If decision is made to surgically resect GGOs, the surgical timing should be restricted within the curative time window, instead of waiting for solid component to appear. The exact timing is flexible within this time window and should be determined by the following principles. First, the surgery for GGOs within curative time window should be treated as elective surgery, rather than urgent surgery. The decision to proceed with surgery should be made after thoughtful discussions between doctors and patients to avoid jeopardizing their life and career. Short-term postponement in surgery may help avoid “disease penalty” from lung cancer, e.g., by allowing patients to attend important life events or seize opportunities in career advancement. Patients with GGOs should not feel anxious and depressed since the indolent nature of GGO provides ample time for surgery, and it is not an urgent medical condition requiring immediate intervention. Second, progression rate should be discerned as an indication for the actual timing of surgical intervention. In cases of rapidly progressing lung adenocarcinoma, immediate intervention is necessary. For slowly growing GGOs, surgical resection within the curative time window should be encouraged. If slowly growing GGOs are within the curative time window, surveillance until progression occurs is generally a safe approach. Third, the location of nodules also should be taken into considerations. In cases of peripheral GGOs, the increase in size should be restricted within the upper limit for sublobar resection to avoid the unnecessary loss of lung parenchyma. Otherwise, if the size of nodules exceeds the upper limit for sublobar resection, lobectomy may be necessary for radical resection. For centrally located GGOs requiring lobectomy, the timing of surgical resection could be postponed until the latest limitation within the curative time window.

Finally, the principles of minimally invasive surgery (reducing incisional injury, extent of resection, and systemic damage) should be applied to lung cancer treatment.8 Although lobectomy and systematic lymph node dissection have traditionally been considered standard surgical procedures for lung cancer, recent studies have confirmed that sublobar resection without mediastinal lymph node dissection was curative for GGOs within the curative time window,2,3,4 while preserving more lung parenchyma and functional lymph nodes. Therefore, lobectomy and systematic lymph node dissection are overly extensive and an “overtreating” method for these GGOs, and sublobar resection without mediastinal lymph node dissection should be encouraged to avoid overtreatment. Nevertheless, in clinical scenarios where both wedge resection and segmentectomy are viable options, wedge resection is preferred when the location of the lesion permits, because it keeps the lung hilum intact. Therefore, the least extent of radical resection is recommended, and the first choice should be wedge resection, then segmentectomy, finally lobectomy. The proper treatment strategy is the key to minimizing or even eliminating overdiagnosis and overtreatment.

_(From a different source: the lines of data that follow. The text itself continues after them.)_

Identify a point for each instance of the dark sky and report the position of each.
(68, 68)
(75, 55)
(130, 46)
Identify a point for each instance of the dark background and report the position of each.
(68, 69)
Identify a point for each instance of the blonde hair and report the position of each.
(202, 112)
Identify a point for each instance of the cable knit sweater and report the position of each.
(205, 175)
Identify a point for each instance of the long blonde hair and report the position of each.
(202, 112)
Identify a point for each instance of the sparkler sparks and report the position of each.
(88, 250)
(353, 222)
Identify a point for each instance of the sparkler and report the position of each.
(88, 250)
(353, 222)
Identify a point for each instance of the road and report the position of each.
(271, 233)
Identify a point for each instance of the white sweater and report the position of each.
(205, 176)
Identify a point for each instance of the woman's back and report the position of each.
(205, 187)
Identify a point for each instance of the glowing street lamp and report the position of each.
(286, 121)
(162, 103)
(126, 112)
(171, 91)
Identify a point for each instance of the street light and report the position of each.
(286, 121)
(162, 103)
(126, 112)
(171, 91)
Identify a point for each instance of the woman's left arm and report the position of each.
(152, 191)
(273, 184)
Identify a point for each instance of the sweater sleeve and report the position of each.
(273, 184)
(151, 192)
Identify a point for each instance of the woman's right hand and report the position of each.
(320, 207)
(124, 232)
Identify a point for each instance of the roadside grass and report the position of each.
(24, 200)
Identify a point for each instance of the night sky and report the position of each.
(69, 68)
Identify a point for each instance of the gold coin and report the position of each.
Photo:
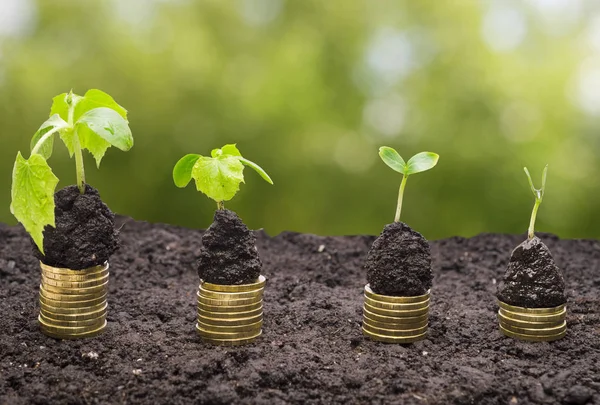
(395, 313)
(394, 320)
(71, 306)
(260, 283)
(70, 272)
(396, 306)
(230, 315)
(394, 339)
(532, 311)
(230, 308)
(232, 342)
(225, 335)
(527, 324)
(532, 338)
(535, 318)
(82, 323)
(255, 294)
(231, 329)
(395, 332)
(393, 299)
(61, 334)
(75, 317)
(395, 326)
(536, 332)
(72, 311)
(217, 321)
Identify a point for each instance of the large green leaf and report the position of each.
(32, 193)
(219, 178)
(182, 172)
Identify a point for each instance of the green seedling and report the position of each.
(539, 195)
(218, 176)
(418, 163)
(93, 122)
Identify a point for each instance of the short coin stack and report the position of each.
(230, 314)
(73, 302)
(395, 319)
(533, 324)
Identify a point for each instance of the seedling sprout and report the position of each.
(94, 122)
(539, 195)
(218, 176)
(418, 163)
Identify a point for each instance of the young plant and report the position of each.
(93, 122)
(539, 195)
(418, 163)
(218, 176)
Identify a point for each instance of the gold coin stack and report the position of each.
(230, 315)
(73, 302)
(395, 319)
(533, 324)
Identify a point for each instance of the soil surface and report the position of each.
(399, 262)
(229, 255)
(84, 235)
(532, 278)
(312, 350)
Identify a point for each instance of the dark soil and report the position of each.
(399, 262)
(532, 278)
(312, 350)
(229, 254)
(85, 234)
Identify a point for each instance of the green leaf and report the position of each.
(421, 162)
(219, 178)
(257, 168)
(392, 158)
(32, 193)
(182, 172)
(55, 124)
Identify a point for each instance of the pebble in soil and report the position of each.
(84, 235)
(399, 262)
(532, 279)
(229, 255)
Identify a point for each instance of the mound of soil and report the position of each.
(229, 254)
(532, 278)
(312, 350)
(399, 262)
(84, 235)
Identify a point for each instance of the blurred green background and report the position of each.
(309, 90)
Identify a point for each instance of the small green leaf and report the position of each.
(219, 178)
(392, 158)
(32, 193)
(421, 162)
(257, 168)
(182, 172)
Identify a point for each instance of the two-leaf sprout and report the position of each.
(418, 163)
(539, 195)
(218, 176)
(94, 122)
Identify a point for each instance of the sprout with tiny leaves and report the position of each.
(418, 163)
(94, 122)
(218, 176)
(539, 195)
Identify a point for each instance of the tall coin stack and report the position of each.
(230, 314)
(533, 324)
(395, 319)
(73, 302)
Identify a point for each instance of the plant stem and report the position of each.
(400, 197)
(530, 233)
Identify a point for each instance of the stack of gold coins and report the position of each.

In conclusion, surgery within the curative time window is feasible and offers definitive cure without overdiagnosis and overtreatment for some patients with lung adenocarcinoma. As our knowledge of lung cancer deepens, the definition of the curative time window and optimal timing of surgical intervention for lung adenocarcinoma may evolve. Prognostic analysis can help identify more subgroups with 100% RFS or DFS that can be included in the surgical curative time window. Further investigations are warranted to explore the molecular mechanisms driving the progression of GGO and to discover trigger points associated with invasiveness and prognosis of lung adenocarcinoma. We call for focused research on the evolution of lung adenocarcinoma, including the development of molecular biomarkers that can help predict the progression of GGO. Artificial intelligence on CT images and liquid biopsy of blood are promising approaches to acquire potentially effective variables for predicting disease progression. The definition of curative time window updates our current knowledge on the surgical timing for lung adenocarcinoma and should help determine the optimal timing of intervention in the era of lung cancer screening using LDCT.